Archive for the ‘driveway’ category

Dark, Leaf Stains on Patio

April 29th, 2010


I have some dark leaf stains on my patio from last year that just won’t go away. Should I just let it be, or do you recommend something to remove them? Perhaps bleach?


Eventually, the dark leaf stains will go away. Weather and ultraviolet sunlight will get to the stains, but it takes some time. Bleach can be effective with detergent.

If you want quicker action, try scrubbing with a strong solution of MEX. You will find MEX at the hardware store. It is a strong detergent specifically designed for concrete and masonry surfaces. Mix a strong solution in very hot water, then scrub with a stiff brush. Allow it to soak, then scrub repeating several times.

You could also use a cleaner that contains oxalic acid like Zud, wood bleach or a deck cleaner. This will remove the stains, but may also lighten the concrete surface color. You may need to clean the whole patio once you start with an oxalic acid cleaner.

Best Way to Redo a Driveway?

April 14th, 2010

Can you tell us the best way to redo a driveway? We have an asphalt driveway that is in poor shape. There are major cracks, and the surface is lifting and dropping. Water is collecting on the surface and around the drive.


Any driveway replacement needs an evaluation of how water flows. You want water to flow around the drive in order to reduce wet, soft soil under the drive. Good drainage also limits frost heaving with our beautiful Wisconsin weather.

Next, decide if you want asphalt again or concrete. Asphalt is typically less expensive, and with southern exposure the snow and ice will melt faster. Concrete will be physically stronger and more durable, but also more expensive.

With either choice, you need to make sure the surface under the drive is prepared properly. You need several inches of compacted granular fill. With a replacement, this requires removing quite a bit of waste material. When comparing contractors, consider the materials they are using, the thickness, application methods, sealers, reinforcement, connection to the garage, removal of waste, and base preparation.

Finally, I suggest you look for a contractor who is a member of an organization like the Milwaukee Chapter of the National Association of the Remodeling Industry (NARI).

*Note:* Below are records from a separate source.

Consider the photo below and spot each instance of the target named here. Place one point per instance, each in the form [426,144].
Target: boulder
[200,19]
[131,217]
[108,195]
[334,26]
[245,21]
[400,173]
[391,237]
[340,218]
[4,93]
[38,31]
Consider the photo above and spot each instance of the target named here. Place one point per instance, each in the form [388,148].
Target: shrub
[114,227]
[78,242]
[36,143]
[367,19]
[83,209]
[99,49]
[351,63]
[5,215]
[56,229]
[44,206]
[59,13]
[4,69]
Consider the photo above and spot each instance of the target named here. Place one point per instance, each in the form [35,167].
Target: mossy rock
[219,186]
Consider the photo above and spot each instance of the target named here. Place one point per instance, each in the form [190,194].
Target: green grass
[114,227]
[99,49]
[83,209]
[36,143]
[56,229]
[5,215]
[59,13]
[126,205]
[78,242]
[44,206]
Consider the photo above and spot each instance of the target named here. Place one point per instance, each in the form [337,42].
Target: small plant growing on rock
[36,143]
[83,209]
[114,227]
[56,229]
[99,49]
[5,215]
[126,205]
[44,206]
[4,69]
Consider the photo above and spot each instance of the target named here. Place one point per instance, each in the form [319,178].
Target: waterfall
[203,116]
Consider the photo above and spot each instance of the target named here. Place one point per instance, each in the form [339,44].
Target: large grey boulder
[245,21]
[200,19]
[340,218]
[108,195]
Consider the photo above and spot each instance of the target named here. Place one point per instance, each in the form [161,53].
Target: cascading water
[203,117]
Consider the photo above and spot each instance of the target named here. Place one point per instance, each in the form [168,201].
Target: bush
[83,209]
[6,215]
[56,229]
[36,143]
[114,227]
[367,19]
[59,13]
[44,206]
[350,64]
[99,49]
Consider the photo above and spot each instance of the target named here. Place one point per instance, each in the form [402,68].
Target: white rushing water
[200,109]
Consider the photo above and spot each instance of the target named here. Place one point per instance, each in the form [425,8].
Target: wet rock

Membership means that the contractor has taken the time be involved in the industry and they have met membership requirements. Most organizations like this also help resolve issues if they ever arise. Milwaukee NARI will provide a list of over 900 members in over 200 categories of work.

Cleaning a Broom Finish Driveway

November 17th, 2009


How do you clean the rough areas of a Broom finish driveway? I have tried bleach, however it did not work.


Two options: Use a pressure washer and just blast the dirt away, or scrub it with a stiff deck brush and JOMAX. You will find JOMAX at larger paint stores – you mix it with water and laundry bleach for a very effective, exterior cleaner.  It will also remove mildew and mold.

Cleaning a Cement Driveway

October 22nd, 2009


I have a cement drive that is in good shape except for its appearance. There are many stains, oil spots, rust stains and even mildew or green growths. How can I clean this drive to make it look like new?


The quick and easy way to clean a drive is with a high-pressure water washer. Rent the best one you can find and get the wide, broom type tip.

Give the drive a thorough blast with the high-pressure washer and this will remove all the dirt and most of the stains. For the remaining rust stains, treat the areas with oxalic acid and water or a rust removal chemical for decks. Soak the area with the acid or cleaner and then rinse. Laundry bleach will lighten and kill the mildew and algae. Blast with the high-pressure water for a final cleaning.

For oil stains that remain after the initial blasting, scrub the areas with MEX or a TSP substitute. Rinse well. Use skin and eye protection and follow label instructions for all the chemicals. You can also try driveway cleaner chemicals.